We have seen in Sect. 3 that in order to build an \((n-\ell )\)-bit LPKE scheme with efficient weak opening, it suffices to define a secure \((n, \ell )\)-indistinguishable matrix constructor. In the following, we first show that such a constructor is generically given by any \(\mathcal {D} _{n,\ell }\)-MDDH assumption (including DDH, \(\ell \)-Lin, \(\ell \)-SCasc, \((n,\ell )\)-circulant matrix assumption, etc.). Then, we consider the size of the public key when using different members of MDDH assumption family.

Generic construction from MDDH assumptions. Let \(\mathcal {G}_k\) be a k-linear group generator and \(\mathcal {MG}_{k}:=(k,G_1,\ldots ,G_{k+1},g_1, \ldots , g_{k},e,p)\leftarrow \mathcal {G}_k(1^\lambda )\). Furthermore, let \(\mathcal {D} _{n,\ell }\) be a matrix distribution over \(\mathbb {Z} _p^{n\times \ell }\), where \(n>\ell \). We assume that the first \(\ell \) rows of an output of \(\mathcal {D} _{n,\ell }\) forms a regular matrix with overwhelming probability.
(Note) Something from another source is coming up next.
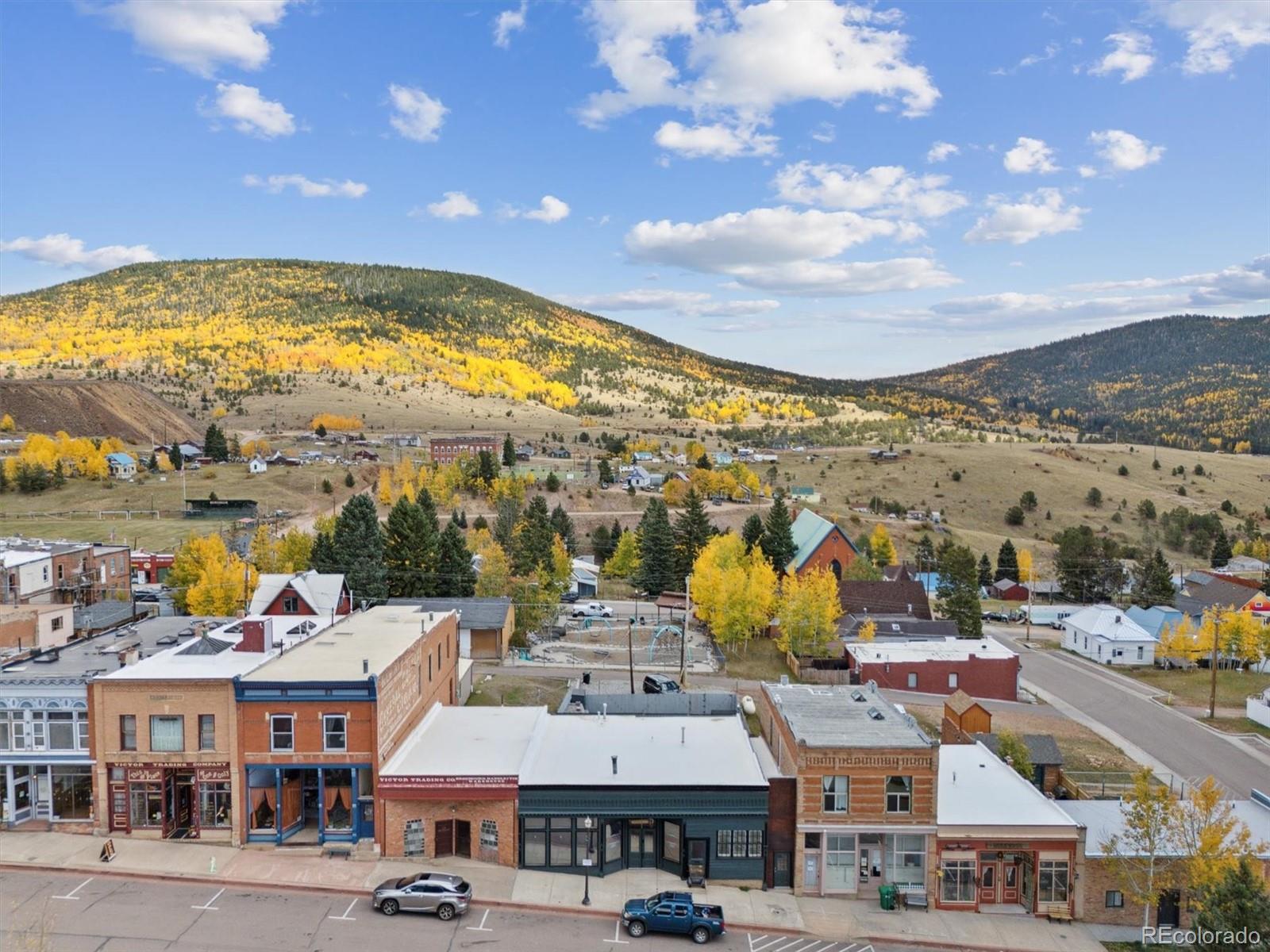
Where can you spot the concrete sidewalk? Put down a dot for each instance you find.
(747, 909)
A \((n, \ell )\)-indistinguishable matrix constructor \(\mathsf {MCon} _{\mathcal {D} _{n,\ell }\text {-}\mathsf {MDDH}}\) for \(G_i\) can then be defined based on \(\mathcal {D} _{n,\ell }\)-MDDH as follows:

  • \(\mathsf {SetupNFR} (\mathcal {MG}_{k})\) samples a matrix \(\mathbf {{A}}' \leftarrow \mathcal {D} _{n,\ell }\) of rank \(\ell \) according to the given matrix distribution. If \(\mathbf {{A}}'\) is not of rank \(\ell \) the sampling is repeated. (Note that since \(\mathcal {D} _{n,\ell }\) outputs full rank matrices with overwhelming probability this case should virtually never happen.) Furthermore, a random matrix \(\mathbf {{R}} \leftarrow \mathbb {Z} _p^{\ell \times (n-\ell )}\) is sampled. Then it computes \(\mathbf {{A}} := \mathbf {{A}}' (\mathbf {{I}}_\ell ||\mathbf {{R}}) = (\mathbf {{A}}'||\mathbf {{A}}'\mathbf {{R}})\), where \(\mathbf {{I}}_\ell \) is the \(\ell \times \ell \) identity matrix, and returns \((\mathbf {{A}}, [\mathbf {{A}}]_i)\).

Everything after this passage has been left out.